Puede que, en algún momento, un abogado crea que su defendido en un proceso penal sea inocente. Y que lo crea firmemente. Al fin y al cabo, ha podido comprobar que es un hombre que no ha tenido demasiada suerte en la vida y que es un querido padre de familia que se ha preocupado siempre por el bienestar de sus hijos. Quizá el abogado ya esté en la recta final de su carrera y quiera luchar por algo justo, para variar. Para ello, hará lo imposible para conseguir la absolución de su cliente en un caso que ha aceptado del turno de oficio para hacer un simple favor. La alienación está ahí mismo y llegará un momento en el que sólo sea capaz de pensar en los modos posibles de salvar al acusado. Aunque, incluso, se arriesgue a bajar los peldaños de la ética más reprochable.
Intentará interrogar a los testigos disponibles con cierta insistencia, sin caer nunca en la agresividad. Tratará de poner los acentos en la situación familiar de un hombre que está imputado por el asesinato de su mujer, pero las circunstancias no son nada claras porque fue ayudado por un íntimo amigo que, a buen seguro, fue de quien partió la idea. El abogado, realmente, piense que ese hombre de mirada mansa y ademanes tranquilos, no posee demasiada personalidad y se ha visto arrastrado por una ocurrencia loca cuando podía haber tirado por la vía del divorcio rápido. Ella era una alcohólica confesa que desaparecía de su casa cada vez que llegaba al final de una botella. Él no tiene culpa de nada y la ley no puede pasar desapercibida ante todo eso. El individuo en cuestión tiene que ser inocente. No cabe otra posibilidad.

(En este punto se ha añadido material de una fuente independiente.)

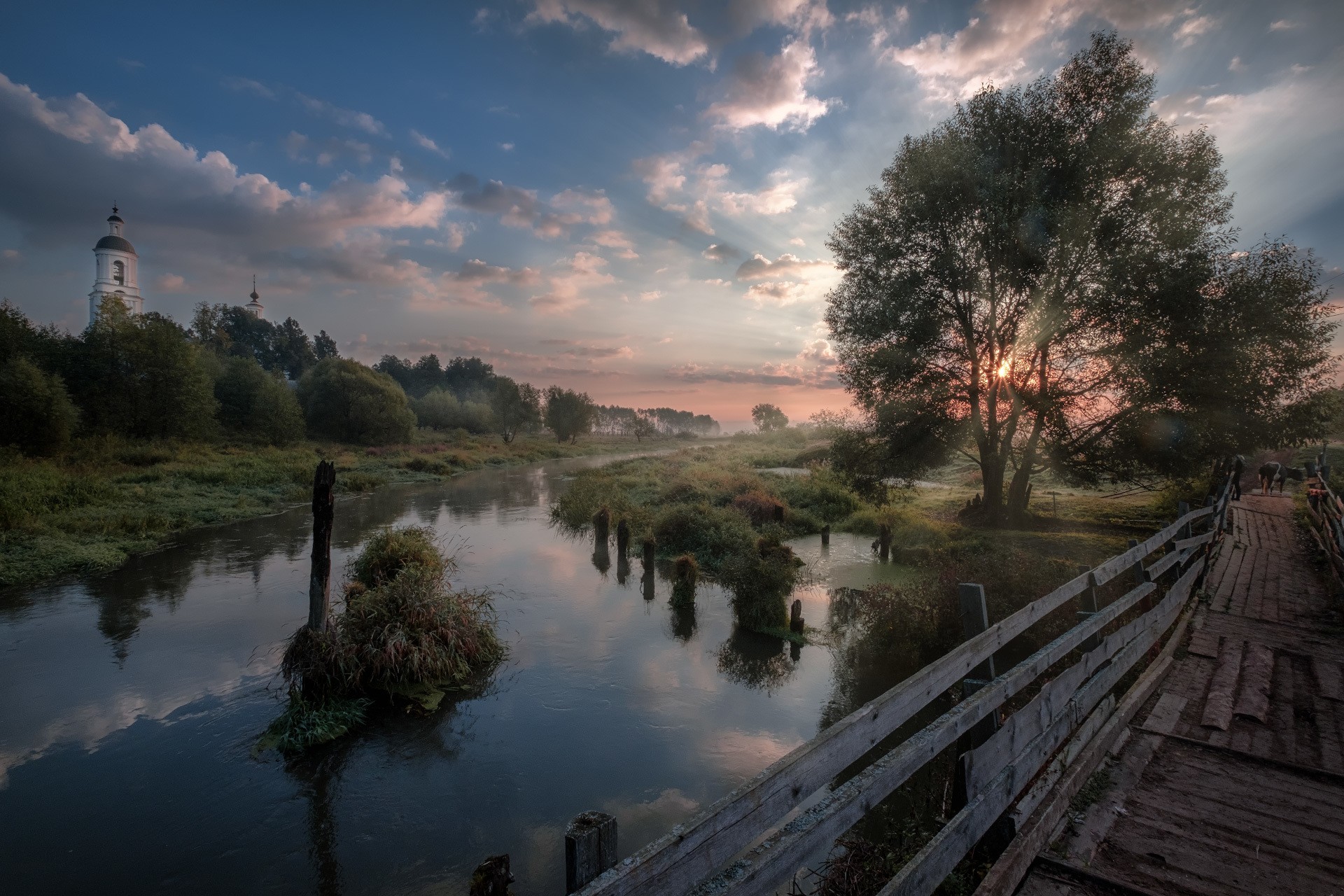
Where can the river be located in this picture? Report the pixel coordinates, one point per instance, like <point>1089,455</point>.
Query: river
<point>131,703</point>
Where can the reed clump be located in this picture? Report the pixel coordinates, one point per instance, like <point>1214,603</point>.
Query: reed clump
<point>403,631</point>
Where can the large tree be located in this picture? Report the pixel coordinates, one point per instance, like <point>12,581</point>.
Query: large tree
<point>1037,281</point>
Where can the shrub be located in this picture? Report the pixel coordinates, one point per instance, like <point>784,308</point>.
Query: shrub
<point>710,533</point>
<point>36,412</point>
<point>349,402</point>
<point>255,403</point>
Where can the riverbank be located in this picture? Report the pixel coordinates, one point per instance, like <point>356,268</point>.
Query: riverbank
<point>109,498</point>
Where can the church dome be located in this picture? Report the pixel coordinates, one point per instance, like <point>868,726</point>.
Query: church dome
<point>118,244</point>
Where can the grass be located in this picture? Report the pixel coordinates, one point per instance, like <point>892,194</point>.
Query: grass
<point>402,634</point>
<point>108,498</point>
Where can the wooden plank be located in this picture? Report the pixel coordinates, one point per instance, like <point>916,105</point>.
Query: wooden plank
<point>1257,673</point>
<point>1328,679</point>
<point>1205,644</point>
<point>1166,715</point>
<point>1037,833</point>
<point>1222,688</point>
<point>696,849</point>
<point>774,862</point>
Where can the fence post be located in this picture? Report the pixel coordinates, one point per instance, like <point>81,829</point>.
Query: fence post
<point>589,848</point>
<point>1088,608</point>
<point>320,578</point>
<point>974,620</point>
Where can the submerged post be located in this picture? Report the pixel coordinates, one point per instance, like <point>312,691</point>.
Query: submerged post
<point>320,578</point>
<point>589,848</point>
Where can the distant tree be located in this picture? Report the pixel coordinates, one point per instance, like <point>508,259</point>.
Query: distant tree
<point>643,428</point>
<point>569,414</point>
<point>518,407</point>
<point>768,416</point>
<point>290,348</point>
<point>255,403</point>
<point>324,347</point>
<point>36,412</point>
<point>1043,282</point>
<point>141,375</point>
<point>349,402</point>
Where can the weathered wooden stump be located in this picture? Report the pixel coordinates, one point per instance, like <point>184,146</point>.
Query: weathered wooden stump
<point>320,578</point>
<point>589,848</point>
<point>491,878</point>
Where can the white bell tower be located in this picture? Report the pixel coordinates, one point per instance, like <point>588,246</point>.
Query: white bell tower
<point>115,270</point>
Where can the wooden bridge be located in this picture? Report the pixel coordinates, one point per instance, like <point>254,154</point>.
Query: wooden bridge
<point>1203,681</point>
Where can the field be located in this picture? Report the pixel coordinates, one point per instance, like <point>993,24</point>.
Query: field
<point>109,498</point>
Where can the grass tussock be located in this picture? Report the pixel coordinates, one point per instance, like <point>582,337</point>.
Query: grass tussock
<point>108,498</point>
<point>403,631</point>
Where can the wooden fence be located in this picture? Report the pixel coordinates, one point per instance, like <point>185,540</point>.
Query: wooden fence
<point>721,850</point>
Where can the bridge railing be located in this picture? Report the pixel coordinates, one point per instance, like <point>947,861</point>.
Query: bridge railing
<point>722,850</point>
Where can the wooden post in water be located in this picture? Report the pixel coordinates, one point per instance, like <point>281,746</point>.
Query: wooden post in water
<point>1088,608</point>
<point>320,578</point>
<point>974,620</point>
<point>589,848</point>
<point>491,878</point>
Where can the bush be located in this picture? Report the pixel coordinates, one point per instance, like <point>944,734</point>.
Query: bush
<point>35,407</point>
<point>710,533</point>
<point>349,402</point>
<point>255,403</point>
<point>441,410</point>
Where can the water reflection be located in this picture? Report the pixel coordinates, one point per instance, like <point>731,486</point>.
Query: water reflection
<point>608,701</point>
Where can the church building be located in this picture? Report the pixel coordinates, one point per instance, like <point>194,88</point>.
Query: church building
<point>115,270</point>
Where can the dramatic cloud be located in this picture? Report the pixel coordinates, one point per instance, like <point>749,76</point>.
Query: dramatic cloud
<point>721,253</point>
<point>771,92</point>
<point>577,276</point>
<point>655,27</point>
<point>788,265</point>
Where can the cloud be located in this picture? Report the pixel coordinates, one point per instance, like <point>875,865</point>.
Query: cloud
<point>1193,29</point>
<point>655,27</point>
<point>788,265</point>
<point>772,200</point>
<point>425,143</point>
<point>167,282</point>
<point>577,276</point>
<point>771,92</point>
<point>721,253</point>
<point>343,117</point>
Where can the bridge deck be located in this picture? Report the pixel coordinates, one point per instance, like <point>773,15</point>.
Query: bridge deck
<point>1206,798</point>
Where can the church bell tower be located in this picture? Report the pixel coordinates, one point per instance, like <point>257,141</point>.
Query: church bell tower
<point>115,270</point>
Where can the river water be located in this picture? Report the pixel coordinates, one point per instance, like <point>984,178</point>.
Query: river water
<point>130,704</point>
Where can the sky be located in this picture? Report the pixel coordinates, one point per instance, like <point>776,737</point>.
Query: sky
<point>625,198</point>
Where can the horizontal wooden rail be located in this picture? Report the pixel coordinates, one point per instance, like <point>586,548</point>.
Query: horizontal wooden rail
<point>698,849</point>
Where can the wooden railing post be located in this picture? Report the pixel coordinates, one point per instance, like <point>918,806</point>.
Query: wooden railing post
<point>1088,606</point>
<point>589,848</point>
<point>320,578</point>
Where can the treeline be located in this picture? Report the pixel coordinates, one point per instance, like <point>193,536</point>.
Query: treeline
<point>232,375</point>
<point>613,419</point>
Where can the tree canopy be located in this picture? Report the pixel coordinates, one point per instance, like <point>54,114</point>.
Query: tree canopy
<point>1044,281</point>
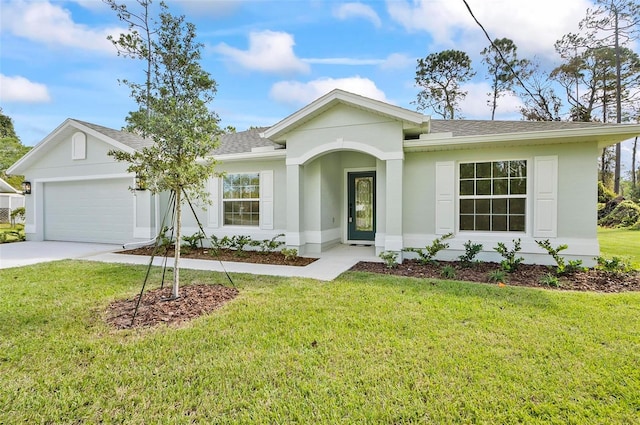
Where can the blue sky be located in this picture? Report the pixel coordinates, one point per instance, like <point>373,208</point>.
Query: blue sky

Daniel Auteuil se ha puesto en esta ocasión tanto delante como detrás de las cámaras para poner en escena un proceso que, en algunos pasajes, llega a ser tan absorbente como la entrega que pone en práctica el abogado que él mismo interpreta. Su dirección es sobria y en su interpretación hay un acierto que resulta muy convincente y es la evidente fragilidad de su personaje bajo una apariencia de seguridad propia de un letrado de éxito y fama. El resultado es bueno, sin llegar en ningún momento a lo sublime, con un par de giros que hacen que la trama encaje porque todo se esconde detrás de las buenas intenciones de un abogado que cree en la ley y en el esfuerzo, algo que no es muy común entre muchos litigantes.
Así que hay que ponerse en la piel de este penalista que trata de hacer lo mejor para, al final, tener una cita con la devastación de un destino que se ríe de él hasta límites insospechados. No cabe duda de que Auteuil se ha subido al carro francés abierto por Anatomía de una caída, mostrando las entrañas del sistema judicial que, inevitablemente, muestra sus costuras debajo de las togas. El suspense gira en la estimación o desestimación de sus alegatos y, por supuesto, en la verdad de todo el caso que parece algo pedestre y es más intrincado de lo que parece a primera vista. Los engaños existen, igual que las sinceridades. Y no habrá oportunidad para lanzar a su señoría una última protesta por la inutilidad de una ley que también parece ahogarse en el fondo de una botella con su cristal esmerilado.
En el fondo, las deliberaciones de un jurado pueden ser tan peregrinas como inesperadas. Las peticiones de comparecencia corren el riesgo de ser vetadas por puro cariño. La obsesión se instala. Y esa mirada que, al principio, parece tan experimentada y segura, se vuelve abismalmente inquieta, desolada y con ese punto en el que se piensa que nada sirve para mucho. La deliberación, ahora, les toca a ustedes.